The present invention relates to a rotary compressor, particularly the structure of its cylinder block.
FIG. 11 is a conventional rotary compressor. A rotary-type compression mechanism 102 is housed in a hermetically sealed housing 101. The rotary-type compression mechanism 102 comprises cylinder block 103a, 103b, piston 104a, 104b, vane, rotary shaft 105, main bearing 107, and sub-bearing 108. The piston 104a, 104b eccentrically rotates in the cylinder. The vane moves reciprocally with its end being in contact with the end of piston 104a, 104b, dividing the cylinder into a high-pressure chamber and a low pressure chamber.

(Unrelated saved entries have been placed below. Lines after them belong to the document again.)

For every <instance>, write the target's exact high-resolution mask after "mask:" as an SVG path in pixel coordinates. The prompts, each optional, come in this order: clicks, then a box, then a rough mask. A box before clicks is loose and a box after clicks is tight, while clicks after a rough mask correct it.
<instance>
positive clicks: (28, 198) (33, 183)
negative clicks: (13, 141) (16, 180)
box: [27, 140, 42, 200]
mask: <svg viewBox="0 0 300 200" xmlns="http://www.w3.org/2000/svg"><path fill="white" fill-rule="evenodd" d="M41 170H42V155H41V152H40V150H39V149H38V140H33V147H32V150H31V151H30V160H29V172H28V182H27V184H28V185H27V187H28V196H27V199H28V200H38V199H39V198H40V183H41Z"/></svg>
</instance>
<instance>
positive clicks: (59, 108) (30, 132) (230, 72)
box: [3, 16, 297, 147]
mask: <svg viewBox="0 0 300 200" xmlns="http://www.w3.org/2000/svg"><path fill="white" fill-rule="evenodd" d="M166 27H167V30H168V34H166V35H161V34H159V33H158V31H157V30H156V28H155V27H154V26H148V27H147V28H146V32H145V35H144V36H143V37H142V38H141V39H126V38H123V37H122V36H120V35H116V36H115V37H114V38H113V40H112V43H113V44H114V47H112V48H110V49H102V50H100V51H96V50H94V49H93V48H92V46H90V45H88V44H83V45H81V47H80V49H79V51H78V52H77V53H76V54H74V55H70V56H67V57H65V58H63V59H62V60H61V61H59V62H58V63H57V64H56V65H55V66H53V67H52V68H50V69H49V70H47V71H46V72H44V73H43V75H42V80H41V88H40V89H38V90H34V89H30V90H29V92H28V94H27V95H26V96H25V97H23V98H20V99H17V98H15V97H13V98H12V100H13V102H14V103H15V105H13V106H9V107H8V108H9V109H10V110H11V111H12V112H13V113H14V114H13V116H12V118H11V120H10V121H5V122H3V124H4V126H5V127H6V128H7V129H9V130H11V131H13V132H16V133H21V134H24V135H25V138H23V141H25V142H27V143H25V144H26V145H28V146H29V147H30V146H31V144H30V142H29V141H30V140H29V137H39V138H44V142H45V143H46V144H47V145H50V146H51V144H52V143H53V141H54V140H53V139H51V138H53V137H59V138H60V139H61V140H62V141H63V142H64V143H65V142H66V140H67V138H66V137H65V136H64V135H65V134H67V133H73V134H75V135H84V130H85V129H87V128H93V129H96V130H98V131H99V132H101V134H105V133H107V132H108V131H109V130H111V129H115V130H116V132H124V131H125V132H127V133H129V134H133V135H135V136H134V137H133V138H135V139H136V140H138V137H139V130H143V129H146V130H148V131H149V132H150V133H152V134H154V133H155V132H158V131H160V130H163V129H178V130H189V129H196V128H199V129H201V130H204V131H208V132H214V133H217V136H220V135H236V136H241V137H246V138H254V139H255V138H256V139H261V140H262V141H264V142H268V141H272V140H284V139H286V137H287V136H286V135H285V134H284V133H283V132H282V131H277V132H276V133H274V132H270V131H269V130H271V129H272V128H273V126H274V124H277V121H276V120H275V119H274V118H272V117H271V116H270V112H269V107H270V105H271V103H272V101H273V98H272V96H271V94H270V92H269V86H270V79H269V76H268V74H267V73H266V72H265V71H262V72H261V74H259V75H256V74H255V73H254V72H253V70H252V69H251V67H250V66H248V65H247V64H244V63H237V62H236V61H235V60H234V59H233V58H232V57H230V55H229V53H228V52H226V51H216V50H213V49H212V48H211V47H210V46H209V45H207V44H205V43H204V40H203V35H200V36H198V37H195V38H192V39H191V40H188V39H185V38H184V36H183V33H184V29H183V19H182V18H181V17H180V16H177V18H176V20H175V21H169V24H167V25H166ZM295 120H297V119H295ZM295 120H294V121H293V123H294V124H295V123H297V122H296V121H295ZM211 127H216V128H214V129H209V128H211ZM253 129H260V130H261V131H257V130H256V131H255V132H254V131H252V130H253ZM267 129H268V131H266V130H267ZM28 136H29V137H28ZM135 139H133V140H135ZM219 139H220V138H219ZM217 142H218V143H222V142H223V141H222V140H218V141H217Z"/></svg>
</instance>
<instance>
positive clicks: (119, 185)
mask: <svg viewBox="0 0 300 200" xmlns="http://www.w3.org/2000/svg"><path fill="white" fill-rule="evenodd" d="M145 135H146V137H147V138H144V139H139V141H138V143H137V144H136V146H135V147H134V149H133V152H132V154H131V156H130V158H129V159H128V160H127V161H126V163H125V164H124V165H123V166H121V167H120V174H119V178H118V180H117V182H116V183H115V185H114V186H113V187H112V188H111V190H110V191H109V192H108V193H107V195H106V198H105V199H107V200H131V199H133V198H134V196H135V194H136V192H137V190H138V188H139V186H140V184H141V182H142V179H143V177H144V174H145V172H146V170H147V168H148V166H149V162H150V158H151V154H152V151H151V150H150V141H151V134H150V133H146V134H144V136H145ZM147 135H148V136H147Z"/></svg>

The rotary shaft 105 drives the piston 104a, 104b. The main bearing 107 and sub-bearing 108 hold the axial end of cylinder block 103a, 103b therebetween, rotatably supporting the rotary shaft 105, and the main bearing 107 is positioned at motor 106 side and, the sub-bearing 108, at the opposite side of the motor. In the example of this conventional type, there are provided upper and lower compression elements, and the two compression elements are arranged with an intermediate plate 109 therebetween. The cylinder block 103a, 103b is made of cast iron. The compression mechanism 102 is secured to the hermetically sealed housing with the cylinder block 103a spot-welded thereto.
However, in such conventional rotary compressor, many processes such as making a number of holes and taps by machining cast iron and surface finishing are necessary to make cylinder blocks, resulting in higher costs. Particularly, in a two-cylinder rotary compressor, it is necessary to make two-cylinders, and in addition, the upper and lower cylinders are different in shape, adding to the cost of making cylinder blocks.
The present invention is intended to provide a compressor which is inexpensive and less in machining processes.
A rotary compressor of the present invention comprises a compression mechanism, a motor, and a hermetically sealed housing. The compression mechanism includes compression elements, a rotary shaft and bearing. The compression elements include a cylinder block, piston and vane. The cylinder block includes a cylinder hole and vane groove. The bearing closes the end of the cylinder hole and bears the rotary shaft. The compression mechanism and the motor are housed in the hermetically sealed housing. The cylinder block is made up of sintered metal. The compression mechanism is welded to the hermetically sealed housing within the region other than the cylinder block.
The method for manufacturing a rotary compressor of the present invention comprises the steps of:
(a) forming a sinter-molded blank for cylinder blocks by using sintered metal, and
(b) securing a compression mechanism to a hermetically sealed housing by welding the compression mechanism to the hermetically sealed housing in a region other than the cylinder block.
Preferably, the sintered metal is sintered iron.
Preferably, the cylinder block includes a first cylinder block and a second cylinder block, and the first cylinder block and the second cylinder block are formed by machining sinter-molded blanks identical in shape.
By this configuration, it is possible to reduce the machining processes and to make the blank parts usable in common, realizing the manufacture of a low-cost compressor. Further, the two cylinder blocks, the first cylinder block and the second cylinder block, may be die-formed by sinter molding, and it is possible to make the sinter-molded blanks identical in shape. Accordingly, it is possible to reduce the machining processes and to make the blank parts usable in common, thereby realizing the manufacture of a low-cost compressor.